33. Il a été noté qu’il convenait de prendre en compte et de renforcer la législation existante. La question de l'application des règlements a été citée comme l'un des principaux problèmes, notamment dans les pays en développement. On a souligné la nécessité d'intégrer toutes les activités entreprises par les organes régionaux des pêches, les accords et instruments relatifs aux tortues et les Plans d'action internationaux. Il fallait inclure également l'établissement de rapports sur le suivi de l'application des directives.

34. De nombreux Etats ont souligné la nécessité de poursuivre les recherches dans les domaines suivants: i) interactions avec d'autres espèces faisant l'objet de captures accessoires; ii) voies de migration et zones d'interaction élevée entre les pêches et les tortues de mer; et iii) mortalité des tortues due aux activités de pêche et à d'autres activités. Plusieurs Etats ont également demandé le renforcement de l'information et de la formation, notamment pour les pêches artisanales.

35. Plusieurs suggestions relatives à une modification de la structure des propositions ont été formulées et un groupe de rédaction restreint composé de la Chine, des Etats-Unis, du Japon et de la Thaïlande a été constitué et invité à poursuivre l'élaboration des propositions avant de présenter le rapport en plénière.

36. La Consultation a examiné le projet de «Directives visant à réduire la mortalité des tortues de mer due aux opérations de pêche» élaboré par le groupe de rédaction. Ce projet résultait de la combinaison des deux propositions antérieures et reposait sur les modifications proposées en plénière. Il tenait compte également des observations et des préoccupations formulées par les délégations. La Consultation a estimé que les directives devraient également s’appliquer à la capture directe des tortues de mer.

37. A l'issue de son débat, la Consultation est convenue que les «Directives visant à réduire la mortalité des tortues de mer due aux opérations de pêche» (voir Annexe E) seraient incluses dans le rapport et a recommandé qu'elles servent à l'élaboration des directives techniques de la FAO.

Conservation des tortues de mer: aide aux Etats Membres en développement

38. De nombreuses observations et des suggestions utiles à ce sujet ont été formulées lors de débats antérieurs et la Consultation est convenue qu'il faudrait en tenir compte lors de l'élaboration des directives et les inclure également dans des recommandations distinctes de la Consultation.

39. Pour résumer, la Consultation a fait observer qu'il ne suffirait pas d'élaborer des directives.

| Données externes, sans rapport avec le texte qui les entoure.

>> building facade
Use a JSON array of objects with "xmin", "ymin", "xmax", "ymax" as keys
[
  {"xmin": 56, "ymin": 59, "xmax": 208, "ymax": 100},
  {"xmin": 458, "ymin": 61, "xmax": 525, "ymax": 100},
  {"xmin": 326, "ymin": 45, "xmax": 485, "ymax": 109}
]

La modification des engins et des pratiques de pêche serait extrêmement difficile sans un appui technique et financier supplémentaire. Il faudrait, en outre, tenir compte, de la différence du niveau de développement des différents pays, et les pays donateurs devraient fournir un soutien.

40. Une assistance en matière de formation et de sensibilisation a été jugée indispensable. L'assistance fournie actuellement par certains donateurs en matière de recherche et de projets d'atténuation a été évoquée. Un fonds spécial alimenté par les donateurs pour appuyer ces activités a été envisagé. Le Japon a fait part de son appui volontaire, apporté par l’intermédiaire du Centre de développement des pêches de l'Asie du Sud-Est (SEAFDEC) et de la Commission interaméricaine du thon tropical (CITT). Les Etats-Unis ont informé la Consultation des travaux de nature technique menés grâce à des entités bilatérales et multilatérales comme la CITT concernant le remplacement des hameçons circulaires, la formation en collaboration et la recherche.

41. En matière d'assistance financière, les priorités devraient être fixées en fonction des zones et des espèces, comme décrit dans le rapport de la Consultation d'experts sur les interactions entre les tortues de mer et les pêches dans le contexte de l'écosystème.